Relationship Tips: How to Fight Fair
Relationship Advice: In any relationship, arguments are bound to happen. Successful couples are not measured by the frequency with which they argue or the politeness with which they argue. Rather, successful couples have a special ability to de-escalate arguments before they get out of hand (which is a great skill to model for your kids). Next time you and your partner get into a heated argument, try to de-escalate it by following these relationship tips:
- Stay seated. The simple act of standing up can intensify emotions and lead to premature exits. Sitting down while arguing can help you stay more in emotional control.
- Acknowledge that something the other person is saying has merit. A simple "I agree with you about that —" or "I can see why you feel that way —" may help to calm both of you down.
- Acknowledge that something you said might not have been helpful. "I'm sorry, I shouldn't have said that." We all say things in the heat of the moment; it's natural, but not helpful.

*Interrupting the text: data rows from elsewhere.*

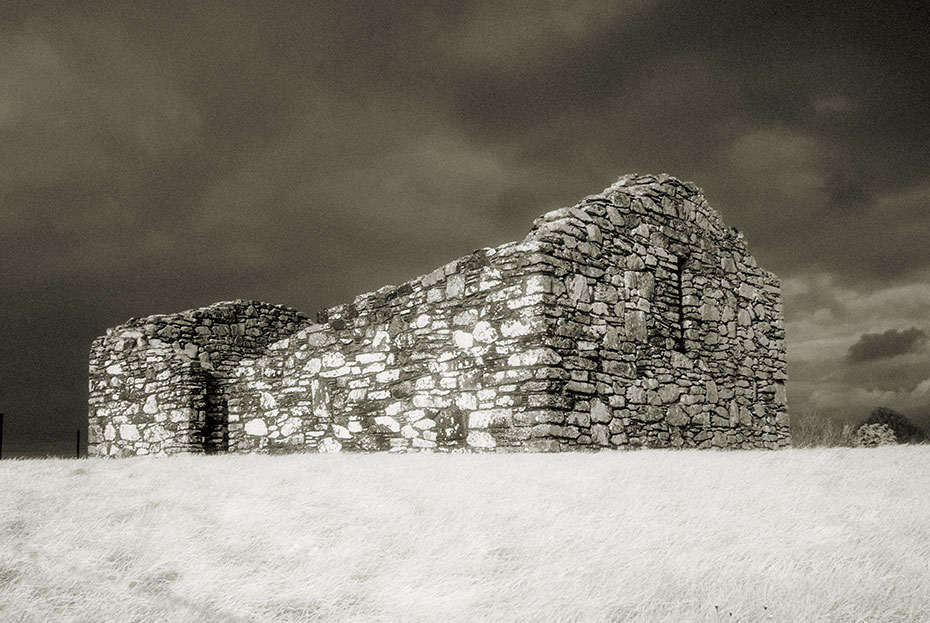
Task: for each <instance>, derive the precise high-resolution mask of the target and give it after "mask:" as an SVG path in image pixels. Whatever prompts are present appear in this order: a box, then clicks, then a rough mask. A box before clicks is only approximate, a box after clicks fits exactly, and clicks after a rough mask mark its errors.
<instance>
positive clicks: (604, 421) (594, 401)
mask: <svg viewBox="0 0 930 623" xmlns="http://www.w3.org/2000/svg"><path fill="white" fill-rule="evenodd" d="M612 417H613V414H612V413H611V409H610V407H609V406H607V405H605V404H604V403H603V402H601V401H600V400H598V399H597V398H595V399H594V400H592V401H591V421H592V422H595V423H598V424H607V423H608V422H610V420H611V418H612Z"/></svg>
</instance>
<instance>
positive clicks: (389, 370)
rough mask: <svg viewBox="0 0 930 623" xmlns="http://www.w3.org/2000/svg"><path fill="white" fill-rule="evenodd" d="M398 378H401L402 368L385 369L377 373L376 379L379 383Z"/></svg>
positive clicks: (385, 381)
mask: <svg viewBox="0 0 930 623" xmlns="http://www.w3.org/2000/svg"><path fill="white" fill-rule="evenodd" d="M398 378H400V370H396V369H395V370H385V371H384V372H379V373H378V374H376V375H375V380H376V381H377V382H378V383H393V382H394V381H396V380H397V379H398Z"/></svg>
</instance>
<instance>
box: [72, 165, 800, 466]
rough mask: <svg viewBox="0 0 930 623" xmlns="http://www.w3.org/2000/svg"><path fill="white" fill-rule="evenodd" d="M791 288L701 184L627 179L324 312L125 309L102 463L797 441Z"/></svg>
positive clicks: (98, 434) (89, 443)
mask: <svg viewBox="0 0 930 623" xmlns="http://www.w3.org/2000/svg"><path fill="white" fill-rule="evenodd" d="M786 376H787V375H786V362H785V341H784V329H783V319H782V307H781V298H780V294H779V281H778V279H777V278H776V277H775V276H774V275H772V274H771V273H768V272H766V271H764V270H762V269H761V268H759V267H758V266H757V265H756V262H755V260H754V259H753V258H752V256H751V255H750V254H749V251H748V249H747V246H746V242H745V240H744V238H743V237H742V235H741V234H739V233H738V232H737V231H735V230H733V229H730V228H728V227H726V226H724V224H723V223H722V222H721V220H720V217H719V216H718V215H717V213H716V212H715V211H714V210H712V209H711V208H710V207H709V206H708V205H707V202H706V201H705V199H704V197H703V195H702V193H701V191H700V190H699V189H698V188H697V187H695V186H694V185H692V184H690V183H683V182H680V181H679V180H677V179H675V178H673V177H669V176H666V175H661V176H646V175H631V176H626V177H623V178H621V179H620V180H619V181H617V182H616V183H615V184H613V185H612V186H610V187H609V188H607V189H605V190H604V191H603V192H601V193H599V194H596V195H592V196H589V197H587V198H585V199H584V200H583V201H582V202H581V203H579V204H578V205H576V206H574V207H571V208H563V209H560V210H555V211H553V212H549V213H548V214H545V215H543V216H542V217H540V218H538V219H537V220H536V221H535V222H534V224H533V227H532V230H531V231H530V233H529V234H528V235H527V236H526V238H524V239H523V240H521V241H519V242H512V243H507V244H504V245H501V246H499V247H497V248H493V249H481V250H478V251H475V252H474V253H472V254H471V255H468V256H466V257H463V258H461V259H458V260H456V261H454V262H451V263H449V264H446V265H445V266H443V267H441V268H438V269H436V270H435V271H433V272H431V273H429V274H428V275H424V276H422V277H419V278H417V279H414V280H412V281H409V282H407V283H404V284H403V285H400V286H385V287H383V288H381V289H380V290H377V291H375V292H370V293H368V294H363V295H361V296H358V297H357V298H356V299H355V300H354V301H353V302H351V303H347V304H344V305H339V306H336V307H332V308H330V309H327V310H324V311H322V312H320V313H319V314H318V316H317V318H316V321H315V322H314V321H312V320H310V319H308V318H307V317H306V316H304V315H302V314H301V313H299V312H297V311H295V310H293V309H289V308H286V307H281V306H276V305H269V304H266V303H260V302H256V301H232V302H224V303H216V304H214V305H210V306H207V307H203V308H200V309H195V310H190V311H185V312H181V313H177V314H168V315H156V316H149V317H147V318H143V319H131V320H129V321H128V322H127V323H125V324H123V325H121V326H119V327H116V328H114V329H110V330H108V331H107V333H106V335H104V336H102V337H99V338H97V339H96V340H95V341H94V343H93V346H92V348H91V356H90V399H89V453H90V454H92V455H100V456H125V455H139V454H166V453H177V452H206V453H212V452H289V451H319V452H332V451H339V450H343V451H372V450H394V451H406V450H418V449H430V450H437V451H453V450H476V451H478V450H483V451H490V450H495V451H519V450H524V451H526V450H529V451H556V450H581V449H594V448H629V447H639V446H648V447H673V448H682V447H698V448H708V447H716V448H725V447H726V448H773V449H774V448H780V447H784V446H787V445H788V444H789V439H790V437H789V426H788V412H787V404H786V397H785V380H786Z"/></svg>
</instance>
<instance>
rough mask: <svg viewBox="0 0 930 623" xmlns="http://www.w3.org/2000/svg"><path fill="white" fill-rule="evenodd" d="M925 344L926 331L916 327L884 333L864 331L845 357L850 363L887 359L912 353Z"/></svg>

Take the time to acknowledge that you said something out of line.
- Stick to the subject at hand and don't start raising too many relationship questions all at once. You're bound to feel overwhelmed and escalate the situation further.
- Be willing to be influenced by your partner's attempt to de-escalate. De-escalating takes cooperation to make it happen. Often, one person is so upset that he or she keeps ramping up the debate even when they know better. Follow your partner's lead.
- Try to express in a sentence or two the key thing you want your partner to understand (that you don't think he understands). Then listen to what he wants you to understand. Given your mutual understanding, ask one another "What are we willing to do to meet most of our concerns?" Any attempt to meet one another half-way is now more likely to succeed.
- Tell each other later that the de-escalation worked and you appreciate it. The first time it might take 30 minutes to de-escalate an argument, but after recognizing that it works, the second time might take 10 minutes and then after that just a few minutes to make things better. Positive reinforcement works wonders. (How else would we ever be able to potty train our kids?)